Ia memaparkan Gita Pertiwi juga menggunakan metode kuesioner dan wawancara pada 2026 guna melacak pola konsumsi siswa selama 24 jam penuh.

“Kami tidak bisa hanya melihat apa yang tersedia di sekolah. Kami ingin mengetahui pola konsumsi mereka dari mulai bangun tidur sampai tidur kembali. Ternyata, untuk memantau ini cukup sulit karena harus melibatkan dan mendapat izin dari orang tua,” jelasnya.

Titik menyimpulkan obesitas pada anak tidak semata-mata disebabkan jajanan tinggi gula, garam, dan lemak di kantin sekolah. Namun, pola konsumsi di rumah yang kemungkinan tidak mengandung gizi seimbang turut jadi penyebab.

Meski begitu, ia mendorong sekolah menyediakan makanan sehat di kantin dan mengajarkan siswa tentang gizi yang seimbang. Sebab, menurutnya, sekolah menjadi pintu masuk yang sangat efektif untuk mengubah perilaku anak.

“Ketika kantin menyediakan pangan sehat, anak-anak mulai terbawa kebiasaan itu ke keluarga. Jadi kalau bicara soal kantin sehat bukan sekadar makanan di piring, tetapi mengubah paradigma dan perilaku anak,” tegas Titik.

Pada kesempatan yang sama, Kepala Seksi (Kasi) Manajemen dan Peningkatan Mutu Dinas Pendidikan (Disdik) Kota Solo, Dimas Teguh Saputra, sepakat obesitas tidak bisa hanya disalahkan pada ketersediaan makanan di kantin.

Gaya Hidup Mager

Dimas, yang juga tergabung dalam Tim Penilai Stratifikasi Kantin Sekolah Sehat Ramah Anak Kota Solo ini, justru menyoroti gaya hidup minim gerak (mager) dari anak. Menurutnya, minim olahraga juga bisa menjadi faktor.

“Beberapa kali kami ke sekolah mewawancarai anak-anak, ternyata obesitas itu tidak semuanya karena makan banyak atau asupan tinggi gula dan lemak. Kadang mereka itu mager, malas gerak. Tidak pernah olahraga di rumah, olahraganya ya hanya pas di sekolah saja,” katanya.

Oleh karena itu, Dimas menyebut terus menyosialisasikan “Tujuh Kebiasaan Anak Indonesia Hebat”, yang di dalamnya mencakup asupan makan bergizi dan olahraga teratur sejak pagi.

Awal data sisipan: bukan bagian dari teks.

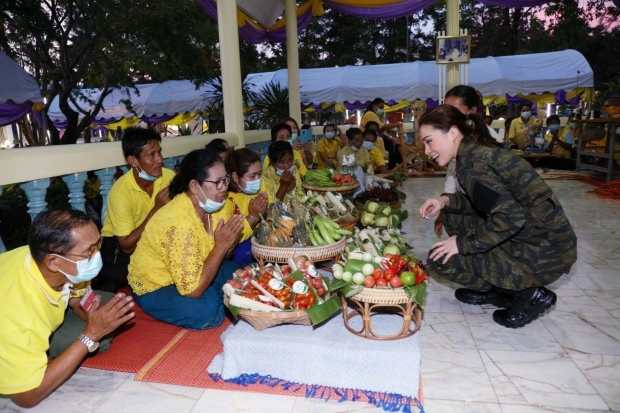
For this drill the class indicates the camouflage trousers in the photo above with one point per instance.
(498, 267)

Selain itu, ia mengatakan Gita Pertiwi bekerja sama dengan seluruh puskesmas di Kota Solo untuk rutin mengecek kesehatan, mulai dari pengukuran indeks massa tubuh, tinggi, hingga berat badan para siswa. “Pengecekan rutin ini diharapkan bisa mendeteksi dini kelainan pertumbuhan anak,” katanya.

Lebih lanjut, Dimas memaparkan Disdik Kota Solo saat ini mulai menggencarkan program parenting atau edukasi pola asuh. Melalui program tersebut, sekolah wajib melibatkan orang tua dalam pendidikan gizi dan gaya hidup anak.

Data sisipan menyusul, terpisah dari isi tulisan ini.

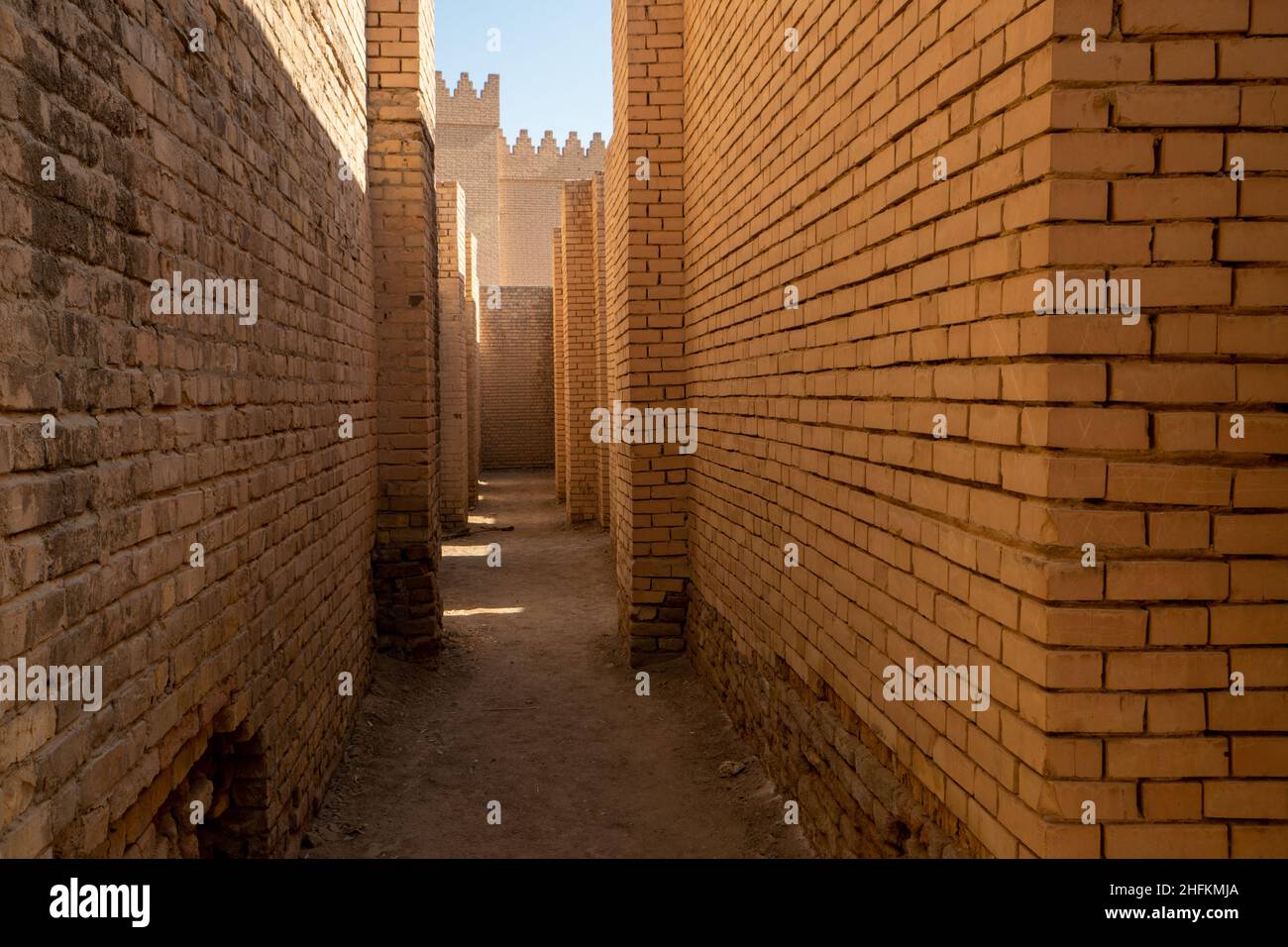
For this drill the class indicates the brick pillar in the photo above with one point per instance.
(581, 474)
(472, 364)
(601, 451)
(400, 172)
(454, 373)
(644, 234)
(557, 338)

Menurut Dimas, edukasi gizi dan gaya hidup sehat di sekolah tidak akan berarti jika orang tua di rumah tidak memiliki kesadaran yang sama. “Ketika di sekolah edukasinya sudah sehat, tetapi saat pulang anak diajak orang tua makan tidak sehat. Maka dari itu, edukasi ke orang tua tentang gizi seimbang juga penting,” katanya.